Видимо-невидимо
Шрифт:
— Мотря! — Ганна выскочила вперед, но Видаль ухватил за жилет, отшвырнул обратно.
— Всё. Нельзя уже, — взгляда не отрывал от камышей. Мак-Грегор, Олесь и Кукунтай встали с ним плечом к плечу, Хо чуть в стороне, смотрел под другим углом, и Ганна, поливая свинью отборным матом, встала напротив Хо.
— Мальчики… мальчики… Мотрю-то…
— Цыц, моя радость, — оборвал Видаль. — Работай давай. Будет тебе Мотря…
Мастера смотрели. За ними на песке приглушенно всхлипывал Рутгер, дальше на берегу стоял длинный стол с вожделенным «Альтштадтом», и отступать было, в сущности, некуда. Мастера стояли и смотрели — и видели частую светлую штриховку камыша на фоне темно-синего неба, россыпи звезд, тоненькие
— Всё, мужики, — выдохнул Видаль. — Ганна, бери Мотрю. Иии… раз! — и резко вскинул худые длинные кисти к лицу.
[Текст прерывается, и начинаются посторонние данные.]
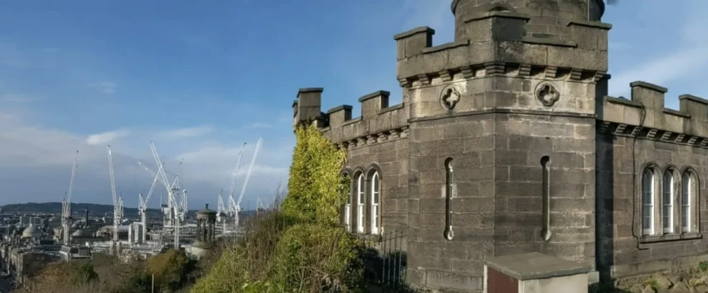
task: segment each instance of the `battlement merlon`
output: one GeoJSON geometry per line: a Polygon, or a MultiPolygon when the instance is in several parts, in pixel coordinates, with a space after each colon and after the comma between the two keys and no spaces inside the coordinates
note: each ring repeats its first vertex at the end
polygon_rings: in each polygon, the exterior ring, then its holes
{"type": "Polygon", "coordinates": [[[325,123],[321,112],[322,88],[303,88],[297,91],[297,99],[292,102],[293,125],[312,122],[318,126],[325,123]]]}
{"type": "Polygon", "coordinates": [[[612,25],[568,21],[564,25],[570,33],[566,39],[542,38],[525,35],[532,17],[498,11],[472,14],[464,20],[465,38],[435,47],[428,42],[434,33],[430,28],[396,35],[397,78],[402,86],[409,86],[438,77],[445,81],[459,73],[470,78],[498,73],[500,68],[503,72],[525,72],[519,68],[534,67],[568,69],[597,81],[590,76],[607,72],[612,25]]]}
{"type": "Polygon", "coordinates": [[[605,96],[599,127],[615,134],[643,135],[708,146],[708,100],[679,96],[679,110],[664,107],[666,88],[644,81],[630,84],[632,99],[605,96]]]}
{"type": "Polygon", "coordinates": [[[300,88],[292,103],[295,125],[314,122],[333,143],[354,147],[408,136],[409,109],[389,106],[390,93],[377,91],[359,98],[361,116],[352,118],[352,106],[321,112],[321,88],[300,88]]]}

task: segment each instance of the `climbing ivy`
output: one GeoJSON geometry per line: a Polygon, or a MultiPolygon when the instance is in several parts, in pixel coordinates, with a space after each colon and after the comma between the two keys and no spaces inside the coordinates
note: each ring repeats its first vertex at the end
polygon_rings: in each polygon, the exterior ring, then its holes
{"type": "Polygon", "coordinates": [[[297,127],[295,137],[282,210],[302,221],[336,224],[349,188],[341,175],[346,151],[338,149],[312,125],[297,127]]]}

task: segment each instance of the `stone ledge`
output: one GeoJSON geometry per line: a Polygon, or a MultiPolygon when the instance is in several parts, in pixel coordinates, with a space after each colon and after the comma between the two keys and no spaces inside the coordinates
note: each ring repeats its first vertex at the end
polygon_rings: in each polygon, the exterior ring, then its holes
{"type": "Polygon", "coordinates": [[[568,21],[568,23],[566,26],[571,25],[580,25],[586,26],[588,28],[603,28],[605,30],[610,30],[612,28],[612,25],[611,23],[601,23],[600,21],[568,21]]]}
{"type": "Polygon", "coordinates": [[[428,33],[429,34],[433,35],[435,33],[435,30],[433,30],[427,26],[420,26],[408,31],[394,35],[394,40],[398,40],[400,39],[410,37],[416,33],[428,33]]]}
{"type": "Polygon", "coordinates": [[[501,17],[507,18],[518,18],[528,21],[531,19],[531,16],[526,13],[520,13],[510,11],[486,11],[465,18],[462,22],[469,23],[474,21],[489,18],[492,17],[501,17]]]}
{"type": "Polygon", "coordinates": [[[708,148],[708,137],[673,132],[656,127],[640,127],[627,124],[616,123],[598,120],[595,127],[598,133],[617,137],[633,137],[639,139],[649,139],[673,144],[687,145],[694,147],[708,148]]]}
{"type": "MultiPolygon", "coordinates": [[[[685,137],[708,137],[708,100],[681,95],[679,110],[665,107],[666,88],[644,81],[632,85],[632,99],[605,96],[598,119],[685,137]]],[[[693,142],[696,142],[693,141],[693,142]]]]}
{"type": "Polygon", "coordinates": [[[539,253],[498,256],[485,260],[484,264],[520,281],[586,274],[591,269],[590,265],[539,253]]]}
{"type": "MultiPolygon", "coordinates": [[[[443,46],[450,46],[447,47],[450,49],[469,47],[469,45],[464,45],[464,41],[462,41],[433,47],[426,50],[442,50],[440,47],[443,46]]],[[[428,54],[423,54],[421,56],[427,55],[428,54]]],[[[400,65],[399,69],[400,73],[400,65]]],[[[610,75],[605,71],[598,70],[503,62],[476,63],[422,74],[404,75],[404,76],[399,75],[396,77],[399,84],[404,88],[424,87],[440,81],[450,81],[459,79],[484,78],[491,76],[519,78],[537,77],[589,83],[597,83],[602,79],[609,79],[610,78],[610,75]]]]}
{"type": "Polygon", "coordinates": [[[457,42],[450,42],[446,44],[442,44],[435,47],[425,48],[423,50],[423,54],[433,53],[438,51],[442,51],[444,50],[452,49],[457,47],[464,47],[468,45],[469,45],[469,40],[463,40],[457,42]]]}
{"type": "Polygon", "coordinates": [[[438,120],[440,119],[455,118],[457,117],[474,116],[474,115],[485,115],[485,114],[525,114],[525,115],[554,116],[554,117],[573,117],[579,118],[593,118],[593,119],[595,118],[595,115],[593,115],[569,113],[569,112],[549,112],[549,111],[541,111],[541,110],[534,110],[491,108],[491,109],[476,110],[473,111],[465,111],[465,112],[452,112],[447,114],[438,115],[435,116],[410,118],[408,120],[408,122],[413,123],[413,122],[423,122],[423,121],[433,121],[433,120],[438,120]]]}
{"type": "Polygon", "coordinates": [[[698,232],[670,234],[664,235],[649,235],[639,237],[639,243],[653,243],[658,242],[677,241],[681,240],[700,239],[703,235],[698,232]]]}
{"type": "Polygon", "coordinates": [[[543,38],[533,37],[523,37],[521,40],[523,42],[527,44],[547,45],[550,46],[570,47],[573,48],[578,47],[577,42],[569,40],[546,39],[543,38]]]}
Ганна со стоном втянула воздух, шагнула вперед. Свинья дернулась еще и застыла перед камышами, покачивая тяжелой головой. Бока ее шумно вздымались, курчавая шерсть топорщилась, глаза отливали красным. Ганна подошла к ней и ласково похлопала по морде.
— Ну… ну… всё…
Постояла, прижавшись к необъятному боку, ероша шерсть дрожащими пальцами. Обернулась на мастеров. Те стояли, опустив головы, для верности руками закрыв лица, чтобы уж точно ни одним глазком…
— Всё, мальчики. Правда, всё. Всё хорошо.
— Точно? — спросил Кукунтай тонким голосом.
— Точно, точно, посмотри сам!
— Можно?
— Да что ты, в самом деле, — стукнул его по спине Мак-Грегор. — Вон, свинья как свинья. И Ганна как Ганна. И место как место. Крепко строишь, Видаль.
— Никакая лягушка не развалит! — прыснул Олесь.
— Ох… — простонал Хо и опустился на песок. — Ох, никакая…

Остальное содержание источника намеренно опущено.